Pero a diferencia de entonces, hoy la inmensa mayoría de la sociedad tenemos algo que no teníamos los españoles antaño: Formación. Y la inmensa mayoría de los ciudadanos sabemos que no vamos a caer en las mismas tentaciones violentas, porque las herramientas son otras, porque las soluciones son otras, porque el entorno también es otro. Y la paz social, nuestro fin.

Y entonces, ¿ahora qué?



En este blog ya mostramos nuestro análisis de qué es el nacionalismo, cuáles son sus valores y cómo se combaten. Por lo tanto a lo expuesto nos referimos (ref. nuestra entrada en este blog de enero 2014). Pero por otro lado, del análisis de los resultados de ayer, obtenemos las siguientes conclusiones:

La población de Cataluña es de 7.391.133 habitantes a Enero de 2015 (fuente INE). de los cuales, tuvieron derecho a voto 5.314.913 personas ( el resto son menores de edad y extranjeros sin derecho a voto).

Acudieron a las urnas un total de 4.115.807 personas, que representan un 77,44 % lo que fortalece de manera notable los resultados obtenidos y genera asimismo una carga moral importante a tener en cuenta en el análisis de resultados.
La suma de los votos en blanco así como los votos nulos, no alcanzó el 1%, por lo que resultan inmateriales a la hora de analizar los resultados.

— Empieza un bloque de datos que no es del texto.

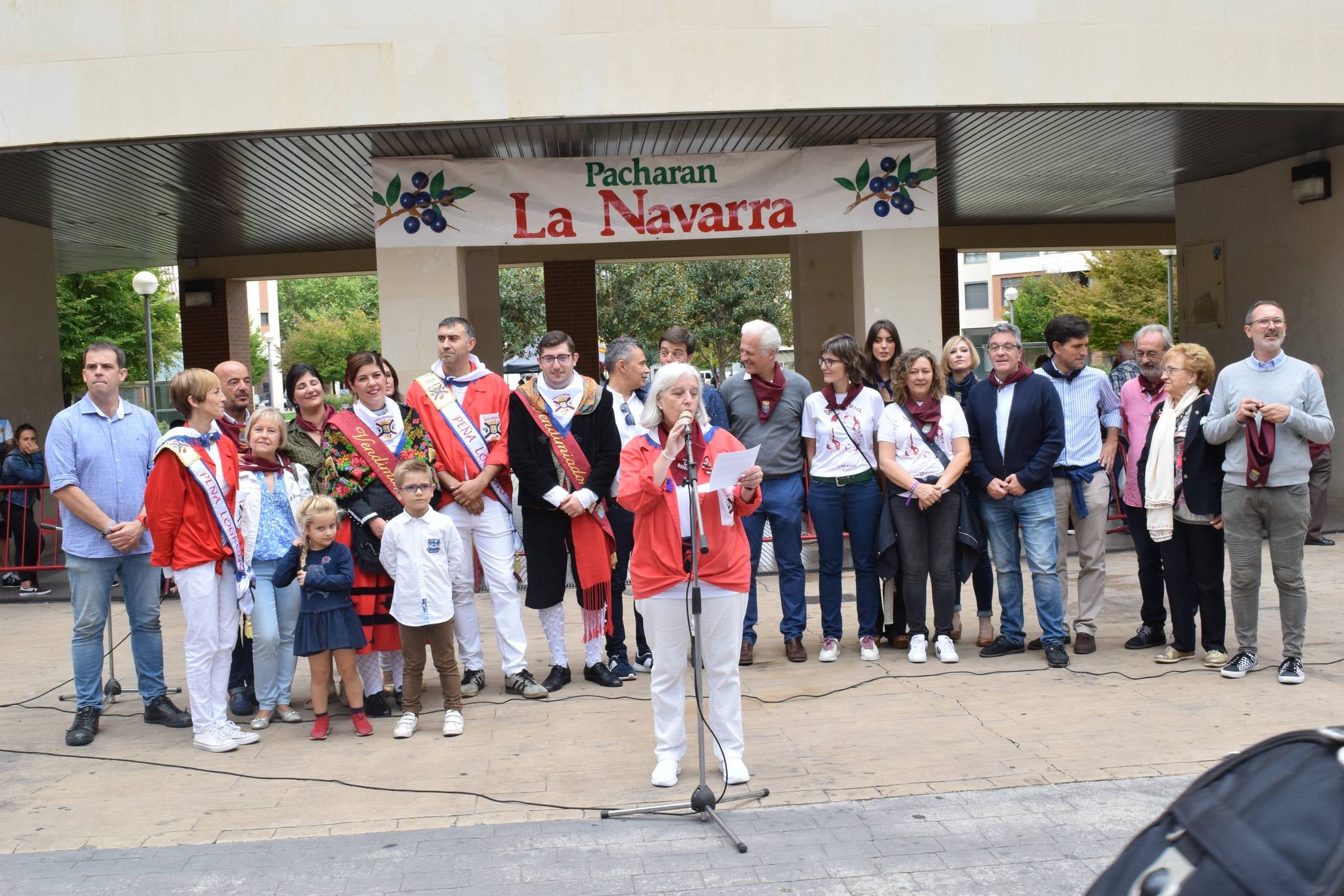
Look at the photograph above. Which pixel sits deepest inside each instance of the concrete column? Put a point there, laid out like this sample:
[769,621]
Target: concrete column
[30,365]
[417,288]
[571,306]
[214,323]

El voto total de los separatistas ascendió a 2.060.418 personas ( resultado de la suma de votos obtenidos por JxSí + CUP + Unió) lo que equivale a decir que el 50,06 % de las personas que acudieron a votar, están por la separación de Cataluña del resto del estado español. Hecho muy notable y de vital trascendencia porque supone el equilibrio más inestable que existe: el de la banqueta de 2 patas o lo que es lo mismo, una verdadera fractura social en la mitad de la población.

Si tenemos en cuenta la representatividad que suponen los votos separatistas frente al total de participación, representan solamente el 28,15% de los votos emitidos, lo que impide a los nacionalistas cantar la victoria, y debería de ser un freno suficiente a la hora de imponer su voluntad por la vía de la voz más alta y de la falta del respeto al ciudadano de enfrente.

Por lo tanto, la conclusión clara es que las elecciones de ayer no sirvieron en absoluto para resolver un problema, sino todo lo contrario, para hacer el problema mucho mayor.

De los 40.555.540 de españoles existentes a enero de 2015 ( la diferencia con los 46.439.864 habitantes censados corresponde a extranjeros), 2.060.418 españoles separatistas catalanes ( 5,80% ) plantean abiertamente su separación política, económica y administrativa del resto del Estado.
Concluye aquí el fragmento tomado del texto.